Tutorial: End-to-End Neuro-Oncology Preprocessing

This tutorial walks through a complete OncoPrep workflow — from raw DICOMs to preprocessed derivatives and tumor segmentation — using a single subject.

Prerequisites

pip install oncoprep

You will also need:

  • A directory of DICOM files for one or more subjects

  • Docker installed (for the segmentation step)

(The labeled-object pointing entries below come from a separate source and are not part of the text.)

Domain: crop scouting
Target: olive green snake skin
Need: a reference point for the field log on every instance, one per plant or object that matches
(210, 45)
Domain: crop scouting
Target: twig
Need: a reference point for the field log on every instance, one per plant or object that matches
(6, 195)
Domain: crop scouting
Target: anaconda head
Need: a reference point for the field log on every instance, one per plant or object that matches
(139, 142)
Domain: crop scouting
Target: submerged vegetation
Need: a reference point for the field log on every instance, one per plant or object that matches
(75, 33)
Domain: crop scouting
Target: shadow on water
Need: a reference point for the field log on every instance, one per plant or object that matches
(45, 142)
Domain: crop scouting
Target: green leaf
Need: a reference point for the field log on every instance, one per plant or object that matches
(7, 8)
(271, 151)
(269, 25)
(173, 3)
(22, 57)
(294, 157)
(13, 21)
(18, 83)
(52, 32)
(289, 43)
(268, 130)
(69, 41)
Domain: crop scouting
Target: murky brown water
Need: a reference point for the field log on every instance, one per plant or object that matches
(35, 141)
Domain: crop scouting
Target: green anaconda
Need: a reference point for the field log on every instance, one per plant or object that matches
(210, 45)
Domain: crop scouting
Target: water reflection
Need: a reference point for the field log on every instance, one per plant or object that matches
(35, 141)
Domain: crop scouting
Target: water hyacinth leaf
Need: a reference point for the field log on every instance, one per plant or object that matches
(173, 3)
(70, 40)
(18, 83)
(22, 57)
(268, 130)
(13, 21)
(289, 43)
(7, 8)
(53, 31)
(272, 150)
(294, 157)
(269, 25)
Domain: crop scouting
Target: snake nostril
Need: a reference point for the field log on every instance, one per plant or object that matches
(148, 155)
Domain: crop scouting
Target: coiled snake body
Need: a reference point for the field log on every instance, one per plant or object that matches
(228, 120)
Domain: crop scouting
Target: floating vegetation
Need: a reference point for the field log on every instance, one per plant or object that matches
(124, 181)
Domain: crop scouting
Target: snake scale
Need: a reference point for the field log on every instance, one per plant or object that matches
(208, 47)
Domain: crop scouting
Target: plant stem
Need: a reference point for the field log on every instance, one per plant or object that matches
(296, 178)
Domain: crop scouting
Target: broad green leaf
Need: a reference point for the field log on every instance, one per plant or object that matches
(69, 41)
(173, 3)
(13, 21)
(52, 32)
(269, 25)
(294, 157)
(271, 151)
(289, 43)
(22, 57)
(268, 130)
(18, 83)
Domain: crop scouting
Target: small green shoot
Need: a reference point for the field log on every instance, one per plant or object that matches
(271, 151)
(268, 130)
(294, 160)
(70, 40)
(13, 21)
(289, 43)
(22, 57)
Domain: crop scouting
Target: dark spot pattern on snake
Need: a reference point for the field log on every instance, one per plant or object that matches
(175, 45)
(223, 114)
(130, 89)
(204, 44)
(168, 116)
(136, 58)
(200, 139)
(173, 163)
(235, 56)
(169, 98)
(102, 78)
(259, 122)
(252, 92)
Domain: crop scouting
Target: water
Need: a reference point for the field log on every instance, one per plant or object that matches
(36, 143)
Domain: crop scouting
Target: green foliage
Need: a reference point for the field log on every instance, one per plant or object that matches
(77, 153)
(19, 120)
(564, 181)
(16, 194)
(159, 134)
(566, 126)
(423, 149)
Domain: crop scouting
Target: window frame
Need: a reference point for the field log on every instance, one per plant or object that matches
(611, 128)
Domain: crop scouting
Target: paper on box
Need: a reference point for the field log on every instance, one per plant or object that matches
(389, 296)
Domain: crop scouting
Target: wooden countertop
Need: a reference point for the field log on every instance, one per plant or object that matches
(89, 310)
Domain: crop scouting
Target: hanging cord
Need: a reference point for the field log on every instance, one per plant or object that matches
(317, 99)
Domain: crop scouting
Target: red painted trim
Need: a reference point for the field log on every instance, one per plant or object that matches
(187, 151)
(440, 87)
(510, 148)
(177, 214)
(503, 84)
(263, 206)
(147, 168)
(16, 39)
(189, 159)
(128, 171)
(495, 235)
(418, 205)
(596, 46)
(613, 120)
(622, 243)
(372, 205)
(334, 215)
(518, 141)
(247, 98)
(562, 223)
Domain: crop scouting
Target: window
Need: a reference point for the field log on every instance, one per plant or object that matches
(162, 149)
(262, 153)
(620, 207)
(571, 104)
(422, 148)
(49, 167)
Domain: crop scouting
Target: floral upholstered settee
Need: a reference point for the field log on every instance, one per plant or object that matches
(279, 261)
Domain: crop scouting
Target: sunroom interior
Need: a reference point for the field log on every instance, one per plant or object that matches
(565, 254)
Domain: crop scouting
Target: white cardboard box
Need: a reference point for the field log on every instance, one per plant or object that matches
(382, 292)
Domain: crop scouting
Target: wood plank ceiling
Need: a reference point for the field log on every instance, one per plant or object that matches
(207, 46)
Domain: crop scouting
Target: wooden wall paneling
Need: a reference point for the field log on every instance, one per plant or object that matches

  • ~4 GB free disk space for intermediate files

Step 1 — DICOM to BIDS conversion

Organize your raw data so each subject has its own directory:

raw_dicoms/
└── 001/
    ├── T1_MPRAGE_SAG_P2_1_0_ISO_0032/
    ├── T1_MPRAGE_SAG_P2_1_0_ISO_POST_0071/
    ├── T2_SPC_DA-FL_SAG_P2_1_0_0012/
    └── COR_FLAIR_0103/

Run the conversion:

oncoprep-convert raw_dicoms/ bids_output/ --subject 001

The output is a valid BIDS dataset:

bids_output/
├── dataset_description.json
└── sub-001/
    └── anat/
        ├── sub-001_T1w.nii.gz
        ├── sub-001_T1w.json
        ├── sub-001_ce-gadolinium_T1w.nii.gz
        ├── sub-001_T2w.nii.gz
        └── sub-001_FLAIR.nii.gz

Tip

For batch conversion of many subjects, run without the --subject flag:

oncoprep-convert raw_dicoms/ bids_output/

Step 2 — Preprocessing

Run the anatomical preprocessing pipeline:

oncoprep bids_output/ derivatives/ participant \
  --participant-label 001 \
  --nprocs 4

This will:

  1. Validate the BIDS dataset structure

  2. Conform images to 1 mm isotropic resolution

  3. Register T1ce, T2w, and FLAIR to the T1w reference image

  4. Skull-strip using ANTs brain extraction

  5. Normalize to MNI152NLin2009cAsym template space

  6. Write all outputs as BIDS derivatives

When segmentation is enabled (Step 3 below), template normalization is deferred until after the tumor mask is available. The dilated whole-tumor mask is used as a cost-function exclusion region (-x) for ANTs SyN, preventing pathological tissue from distorting the warp.

Note

Processing a single subject typically takes 15–30 minutes on 4 cores.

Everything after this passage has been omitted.